Optimal Impartial Correspondences (Javier Cembrano, Felix A. Fischer and Max Klimm)
WINE 2022 – Proc. 18th Conference on Web and Internet Economics, pp. 187–203.
@inproceedings{CembranoFischerKlimm2022,
author = {Javier Cembrano and Felix A. Fischer and Max Klimm},
booktitle = {WINE 2022 – Proc. 18th Conference on Web and Internet Economics},
title = {Optimal Impartial Correspondences},
year = {2022},
accepted = {07.09.2022},
doi = {10.1007/978-3-031-22832-2_11},
pages = {187--203},
}
We study mechanisms that select a subset of the vertex set of a directed graph in order to maximize the minimum indegree of any selected vertex, subject to an impartiality constraint that the selection of a particular vertex is independent of the outgoing edges of that vertex.
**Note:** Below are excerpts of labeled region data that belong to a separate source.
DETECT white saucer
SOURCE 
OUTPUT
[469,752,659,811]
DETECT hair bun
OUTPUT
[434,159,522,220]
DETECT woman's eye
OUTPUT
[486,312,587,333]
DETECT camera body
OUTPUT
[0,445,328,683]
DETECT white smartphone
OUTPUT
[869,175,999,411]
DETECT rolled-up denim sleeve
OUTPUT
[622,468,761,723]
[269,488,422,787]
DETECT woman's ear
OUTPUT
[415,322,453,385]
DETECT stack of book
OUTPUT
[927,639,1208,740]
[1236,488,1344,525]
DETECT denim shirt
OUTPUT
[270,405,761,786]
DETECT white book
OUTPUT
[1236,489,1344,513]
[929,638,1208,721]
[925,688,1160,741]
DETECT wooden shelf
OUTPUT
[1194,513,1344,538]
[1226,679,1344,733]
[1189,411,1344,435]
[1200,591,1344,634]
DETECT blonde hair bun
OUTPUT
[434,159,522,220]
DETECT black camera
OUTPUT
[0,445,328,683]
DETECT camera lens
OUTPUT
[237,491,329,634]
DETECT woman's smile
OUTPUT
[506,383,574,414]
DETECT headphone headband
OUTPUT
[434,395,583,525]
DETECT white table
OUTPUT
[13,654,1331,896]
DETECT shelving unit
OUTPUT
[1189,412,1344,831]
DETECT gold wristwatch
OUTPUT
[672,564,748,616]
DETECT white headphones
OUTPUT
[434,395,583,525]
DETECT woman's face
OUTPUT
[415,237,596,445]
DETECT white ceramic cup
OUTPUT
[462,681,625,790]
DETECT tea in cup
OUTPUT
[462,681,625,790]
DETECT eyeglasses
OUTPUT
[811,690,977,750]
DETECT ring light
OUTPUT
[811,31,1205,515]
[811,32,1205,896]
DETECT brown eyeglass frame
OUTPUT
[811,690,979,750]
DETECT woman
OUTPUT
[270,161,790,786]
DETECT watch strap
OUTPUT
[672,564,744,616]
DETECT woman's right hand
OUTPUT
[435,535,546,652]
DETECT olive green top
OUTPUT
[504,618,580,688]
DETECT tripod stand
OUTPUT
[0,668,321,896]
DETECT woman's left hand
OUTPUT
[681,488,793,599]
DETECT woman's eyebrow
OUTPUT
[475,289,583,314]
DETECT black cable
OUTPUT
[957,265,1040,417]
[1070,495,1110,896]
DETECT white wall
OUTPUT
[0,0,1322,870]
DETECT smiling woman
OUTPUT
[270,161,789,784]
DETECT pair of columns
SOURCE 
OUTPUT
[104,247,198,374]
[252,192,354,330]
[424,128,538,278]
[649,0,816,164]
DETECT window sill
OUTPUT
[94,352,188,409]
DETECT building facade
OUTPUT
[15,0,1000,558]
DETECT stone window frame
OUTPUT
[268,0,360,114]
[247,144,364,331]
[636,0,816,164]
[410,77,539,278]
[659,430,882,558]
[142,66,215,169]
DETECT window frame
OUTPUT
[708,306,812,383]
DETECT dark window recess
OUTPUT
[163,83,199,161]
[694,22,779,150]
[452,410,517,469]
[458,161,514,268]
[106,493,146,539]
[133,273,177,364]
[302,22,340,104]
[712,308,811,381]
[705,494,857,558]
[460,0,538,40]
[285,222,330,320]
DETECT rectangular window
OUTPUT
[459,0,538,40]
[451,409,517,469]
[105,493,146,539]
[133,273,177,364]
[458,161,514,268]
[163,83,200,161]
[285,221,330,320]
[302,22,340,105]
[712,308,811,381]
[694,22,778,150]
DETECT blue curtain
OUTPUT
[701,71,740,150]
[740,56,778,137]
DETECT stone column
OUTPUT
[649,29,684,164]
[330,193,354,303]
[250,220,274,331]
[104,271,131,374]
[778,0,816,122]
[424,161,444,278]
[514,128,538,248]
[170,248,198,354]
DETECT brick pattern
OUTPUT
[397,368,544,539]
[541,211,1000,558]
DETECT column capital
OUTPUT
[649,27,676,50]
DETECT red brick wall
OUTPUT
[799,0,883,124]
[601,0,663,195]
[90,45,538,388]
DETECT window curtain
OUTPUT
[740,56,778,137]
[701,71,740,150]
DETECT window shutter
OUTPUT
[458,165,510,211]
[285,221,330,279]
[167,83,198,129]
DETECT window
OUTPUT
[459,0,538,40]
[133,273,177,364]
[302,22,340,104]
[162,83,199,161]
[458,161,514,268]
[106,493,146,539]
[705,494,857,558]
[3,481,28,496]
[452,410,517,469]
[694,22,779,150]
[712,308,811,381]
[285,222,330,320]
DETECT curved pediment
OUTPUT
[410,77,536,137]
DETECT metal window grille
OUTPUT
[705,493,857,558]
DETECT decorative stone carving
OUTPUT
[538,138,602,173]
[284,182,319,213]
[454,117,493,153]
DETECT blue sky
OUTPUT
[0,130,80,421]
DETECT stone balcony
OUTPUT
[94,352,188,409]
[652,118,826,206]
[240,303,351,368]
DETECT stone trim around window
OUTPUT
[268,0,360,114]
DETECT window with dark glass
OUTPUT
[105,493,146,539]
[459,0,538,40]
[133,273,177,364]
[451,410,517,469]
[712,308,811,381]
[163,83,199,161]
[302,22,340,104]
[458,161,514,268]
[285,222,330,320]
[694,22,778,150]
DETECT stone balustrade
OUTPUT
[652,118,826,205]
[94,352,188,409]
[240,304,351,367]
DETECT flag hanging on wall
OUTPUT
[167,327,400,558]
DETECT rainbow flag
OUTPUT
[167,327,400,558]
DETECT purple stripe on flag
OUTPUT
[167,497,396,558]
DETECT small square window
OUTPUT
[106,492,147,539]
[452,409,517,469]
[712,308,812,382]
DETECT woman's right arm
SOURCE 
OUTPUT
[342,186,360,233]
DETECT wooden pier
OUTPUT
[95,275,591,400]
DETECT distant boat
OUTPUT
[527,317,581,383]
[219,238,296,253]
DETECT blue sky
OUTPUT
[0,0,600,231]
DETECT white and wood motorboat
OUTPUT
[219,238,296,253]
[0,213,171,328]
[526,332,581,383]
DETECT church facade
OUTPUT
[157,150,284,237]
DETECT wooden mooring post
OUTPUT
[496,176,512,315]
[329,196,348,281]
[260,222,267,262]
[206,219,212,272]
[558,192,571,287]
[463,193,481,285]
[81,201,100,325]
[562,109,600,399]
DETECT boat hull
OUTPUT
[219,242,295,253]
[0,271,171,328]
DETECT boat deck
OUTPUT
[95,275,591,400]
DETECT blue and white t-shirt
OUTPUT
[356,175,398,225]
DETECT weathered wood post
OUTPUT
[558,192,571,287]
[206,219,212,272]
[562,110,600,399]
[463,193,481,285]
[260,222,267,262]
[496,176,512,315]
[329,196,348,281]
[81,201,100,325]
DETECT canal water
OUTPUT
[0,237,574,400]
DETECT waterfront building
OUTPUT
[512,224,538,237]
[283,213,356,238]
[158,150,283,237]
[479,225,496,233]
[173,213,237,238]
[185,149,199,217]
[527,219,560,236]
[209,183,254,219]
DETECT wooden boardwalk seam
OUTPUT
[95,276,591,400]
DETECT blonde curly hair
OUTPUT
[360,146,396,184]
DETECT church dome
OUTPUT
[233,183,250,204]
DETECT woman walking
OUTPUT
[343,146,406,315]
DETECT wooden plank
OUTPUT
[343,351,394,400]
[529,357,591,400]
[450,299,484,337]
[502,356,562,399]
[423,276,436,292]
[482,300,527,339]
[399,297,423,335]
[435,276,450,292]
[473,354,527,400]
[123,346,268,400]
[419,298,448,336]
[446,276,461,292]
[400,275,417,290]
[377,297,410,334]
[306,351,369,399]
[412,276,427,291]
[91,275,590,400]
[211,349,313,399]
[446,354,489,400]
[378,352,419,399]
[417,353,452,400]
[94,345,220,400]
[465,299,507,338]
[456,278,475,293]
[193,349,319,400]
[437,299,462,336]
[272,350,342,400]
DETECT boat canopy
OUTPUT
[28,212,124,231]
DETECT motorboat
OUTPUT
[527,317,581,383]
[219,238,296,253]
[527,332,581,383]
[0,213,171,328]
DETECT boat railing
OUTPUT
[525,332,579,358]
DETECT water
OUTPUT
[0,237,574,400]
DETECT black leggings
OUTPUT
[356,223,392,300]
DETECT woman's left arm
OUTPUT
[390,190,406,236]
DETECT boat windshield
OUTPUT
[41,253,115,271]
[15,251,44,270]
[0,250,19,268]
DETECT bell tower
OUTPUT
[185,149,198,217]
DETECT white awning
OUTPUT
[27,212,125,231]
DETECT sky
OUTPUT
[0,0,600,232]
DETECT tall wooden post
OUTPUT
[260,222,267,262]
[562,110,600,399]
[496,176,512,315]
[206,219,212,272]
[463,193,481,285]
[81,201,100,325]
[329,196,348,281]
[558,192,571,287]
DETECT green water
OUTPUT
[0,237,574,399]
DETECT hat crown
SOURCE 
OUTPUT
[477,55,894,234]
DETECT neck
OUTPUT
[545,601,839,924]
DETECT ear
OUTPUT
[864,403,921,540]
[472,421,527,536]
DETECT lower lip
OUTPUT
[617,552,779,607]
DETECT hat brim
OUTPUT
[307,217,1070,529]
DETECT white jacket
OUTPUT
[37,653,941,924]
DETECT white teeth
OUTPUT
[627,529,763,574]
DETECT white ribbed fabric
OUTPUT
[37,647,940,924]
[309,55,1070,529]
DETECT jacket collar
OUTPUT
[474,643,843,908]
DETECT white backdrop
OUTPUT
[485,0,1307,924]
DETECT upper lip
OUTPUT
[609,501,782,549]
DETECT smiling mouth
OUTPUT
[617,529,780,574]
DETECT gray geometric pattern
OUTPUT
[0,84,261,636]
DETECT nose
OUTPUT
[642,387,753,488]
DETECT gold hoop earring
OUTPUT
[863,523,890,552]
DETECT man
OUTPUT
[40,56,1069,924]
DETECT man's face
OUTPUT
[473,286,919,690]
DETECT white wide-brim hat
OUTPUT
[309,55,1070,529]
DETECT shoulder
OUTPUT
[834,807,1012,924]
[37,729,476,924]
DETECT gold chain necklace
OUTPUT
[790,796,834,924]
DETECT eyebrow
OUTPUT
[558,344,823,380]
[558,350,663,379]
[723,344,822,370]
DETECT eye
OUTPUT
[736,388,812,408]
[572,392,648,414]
For graphs with maximum outdegree $d$, we give a mechanism that selects at most $d+1$ vertices and only selects vertices whose indegree is at least the maximum indegree in the graph minus one. We then show that this is best possible in the sense that no impartial mechanism can only select vertices with maximum degree, even without any restriction on the number of selected vertices. We finally obtain the following trade-off between the maximum number of vertices selected and the minimum indegree of any selected vertex: when selecting at most $k$ of vertices out of $n$, it is possible to only select vertices whose indegree is at least the maximum indegree minus $\lfloor(n-2)/(k-1)\rfloor+1$.